Congratulations, It’s a CCSG!

by at 10:11 pm

On Friday I received this message from Michael Vander Hoek, entitled “Congratulations, It’s a CCSG!.” The text continued, “Even Phyllis was awestruck when the 200 pounds of the CCSG application were received back from the printer a few minutes ago. What a delivery!”  The application will most likely go to the NCI today.

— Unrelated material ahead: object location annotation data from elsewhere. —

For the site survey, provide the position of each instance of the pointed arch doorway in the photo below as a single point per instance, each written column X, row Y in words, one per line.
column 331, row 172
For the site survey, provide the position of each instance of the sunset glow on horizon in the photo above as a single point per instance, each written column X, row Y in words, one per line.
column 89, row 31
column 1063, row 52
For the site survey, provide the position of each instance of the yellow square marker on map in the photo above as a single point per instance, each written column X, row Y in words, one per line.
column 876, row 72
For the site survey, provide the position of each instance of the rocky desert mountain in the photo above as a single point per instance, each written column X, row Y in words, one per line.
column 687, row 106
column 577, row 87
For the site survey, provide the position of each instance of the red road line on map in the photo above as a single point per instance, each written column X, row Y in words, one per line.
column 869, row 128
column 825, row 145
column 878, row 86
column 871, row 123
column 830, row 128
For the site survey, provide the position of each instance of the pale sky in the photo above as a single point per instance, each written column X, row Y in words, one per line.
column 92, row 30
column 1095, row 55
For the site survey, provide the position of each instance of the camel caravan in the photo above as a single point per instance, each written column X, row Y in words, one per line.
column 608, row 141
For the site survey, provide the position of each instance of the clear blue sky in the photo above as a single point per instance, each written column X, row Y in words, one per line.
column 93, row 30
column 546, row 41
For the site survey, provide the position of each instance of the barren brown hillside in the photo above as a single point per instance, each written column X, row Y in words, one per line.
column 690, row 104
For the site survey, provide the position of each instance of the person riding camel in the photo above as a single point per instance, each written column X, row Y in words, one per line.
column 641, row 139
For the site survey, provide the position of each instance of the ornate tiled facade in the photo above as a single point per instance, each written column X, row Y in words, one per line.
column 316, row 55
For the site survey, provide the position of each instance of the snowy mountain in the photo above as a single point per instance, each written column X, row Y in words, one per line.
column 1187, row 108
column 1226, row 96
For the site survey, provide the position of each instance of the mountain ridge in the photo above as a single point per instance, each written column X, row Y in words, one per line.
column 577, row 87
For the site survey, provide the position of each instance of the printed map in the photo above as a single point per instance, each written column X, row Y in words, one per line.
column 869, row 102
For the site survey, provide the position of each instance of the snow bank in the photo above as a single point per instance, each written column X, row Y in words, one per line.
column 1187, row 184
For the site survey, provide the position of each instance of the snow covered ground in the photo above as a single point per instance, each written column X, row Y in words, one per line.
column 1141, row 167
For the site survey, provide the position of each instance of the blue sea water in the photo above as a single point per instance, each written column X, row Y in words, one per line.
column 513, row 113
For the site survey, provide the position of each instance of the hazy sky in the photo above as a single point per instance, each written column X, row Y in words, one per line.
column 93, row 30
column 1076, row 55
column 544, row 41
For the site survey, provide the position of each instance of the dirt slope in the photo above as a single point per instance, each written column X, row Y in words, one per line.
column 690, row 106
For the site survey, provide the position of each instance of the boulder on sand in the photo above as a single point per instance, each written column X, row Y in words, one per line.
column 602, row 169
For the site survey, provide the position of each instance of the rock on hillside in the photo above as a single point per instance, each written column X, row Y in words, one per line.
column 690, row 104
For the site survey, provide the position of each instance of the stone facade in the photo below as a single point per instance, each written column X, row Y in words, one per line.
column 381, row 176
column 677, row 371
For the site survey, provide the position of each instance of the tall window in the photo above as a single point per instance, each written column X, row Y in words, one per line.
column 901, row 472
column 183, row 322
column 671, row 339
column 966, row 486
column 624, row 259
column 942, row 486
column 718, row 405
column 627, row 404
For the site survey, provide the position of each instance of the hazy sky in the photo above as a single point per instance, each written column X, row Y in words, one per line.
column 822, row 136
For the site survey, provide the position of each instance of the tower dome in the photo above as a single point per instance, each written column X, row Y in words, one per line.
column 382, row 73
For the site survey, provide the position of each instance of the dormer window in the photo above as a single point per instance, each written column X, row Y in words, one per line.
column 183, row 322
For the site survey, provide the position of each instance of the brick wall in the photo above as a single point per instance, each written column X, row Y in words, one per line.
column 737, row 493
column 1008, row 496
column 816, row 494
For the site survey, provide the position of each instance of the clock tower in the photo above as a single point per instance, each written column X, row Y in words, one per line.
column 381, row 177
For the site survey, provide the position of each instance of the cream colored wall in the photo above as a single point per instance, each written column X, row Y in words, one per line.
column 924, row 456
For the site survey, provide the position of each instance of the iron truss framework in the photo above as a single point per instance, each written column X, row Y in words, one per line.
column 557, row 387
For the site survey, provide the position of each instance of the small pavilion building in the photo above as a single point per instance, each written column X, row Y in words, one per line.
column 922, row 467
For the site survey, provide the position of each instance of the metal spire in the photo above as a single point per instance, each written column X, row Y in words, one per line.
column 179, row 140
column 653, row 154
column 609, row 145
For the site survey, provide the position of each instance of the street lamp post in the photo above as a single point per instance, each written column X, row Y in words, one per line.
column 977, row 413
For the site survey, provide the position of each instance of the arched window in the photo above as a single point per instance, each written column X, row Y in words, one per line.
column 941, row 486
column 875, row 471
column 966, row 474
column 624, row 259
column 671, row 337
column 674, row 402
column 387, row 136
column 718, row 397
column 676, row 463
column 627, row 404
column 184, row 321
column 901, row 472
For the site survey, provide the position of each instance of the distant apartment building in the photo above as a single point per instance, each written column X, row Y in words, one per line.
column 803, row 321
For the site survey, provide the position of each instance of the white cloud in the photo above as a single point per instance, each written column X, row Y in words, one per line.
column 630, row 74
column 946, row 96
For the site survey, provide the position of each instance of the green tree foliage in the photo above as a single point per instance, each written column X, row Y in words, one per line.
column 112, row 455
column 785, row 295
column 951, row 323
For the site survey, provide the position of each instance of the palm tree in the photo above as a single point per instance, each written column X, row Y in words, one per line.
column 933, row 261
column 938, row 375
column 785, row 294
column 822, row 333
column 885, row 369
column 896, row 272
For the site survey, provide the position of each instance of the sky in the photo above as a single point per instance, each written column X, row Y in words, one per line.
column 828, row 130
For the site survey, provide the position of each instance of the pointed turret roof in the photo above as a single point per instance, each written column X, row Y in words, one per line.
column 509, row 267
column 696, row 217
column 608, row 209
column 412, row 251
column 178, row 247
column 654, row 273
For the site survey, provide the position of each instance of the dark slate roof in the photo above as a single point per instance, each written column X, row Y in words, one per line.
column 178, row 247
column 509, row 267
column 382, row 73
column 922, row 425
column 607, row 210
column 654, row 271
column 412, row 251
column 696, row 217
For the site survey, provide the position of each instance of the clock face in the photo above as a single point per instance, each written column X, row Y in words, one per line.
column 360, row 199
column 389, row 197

Speaking of deliveries, I left on Thursday night for a long weekend to be be with Harriet, Ella, Ken and Sarah. We celebrated Mother’s Day, which was also Sarah’s birthday, and were joined by our other kids and Isaac. It’s hard to believe Ella is already one month old and that she has changed so much so quickly. It’s even harder to believe that Ken is 32, since a part of my mind’s eye still sees him as a toddler, depending on his parents for guidance, approval and knowledge. Of course I know better, but anyone with a grown child knows exactly what I mean. It was a particularly poignant thought for me this weekend as I helped Ken demolish a wall in his new house, install a new window in the newly enlarged room and get the room ready for some serious renovation. I know how to do none of those things. I am best kept away from tools, which only cause unwanted destruction, personal injury and large repair bills. However, Ken is remarkably adept, and patiently steered me through the process, at the cost of a single splinter and a torn pair of jeans. A once dark room now has light streaming in and will be a wonderful space for Ken’s growing family.Sometimes the child indeed is father to the man. For years Ken has wanted to share with me those things he does so well that I do not do; I successfully avoided mountain climbing (to my relief) and we have never gotten around to wilderness camping (which I think I would like). At least we’ll always have a shared demolition. And, we will have the memory of devouring some Philly delicacies – a cheesesteak from Chubby’s in Roxborough, a hoagie from Lee’s and an unexpectedly fantastic barbecue from a new place called Barbacoa in Ardmore.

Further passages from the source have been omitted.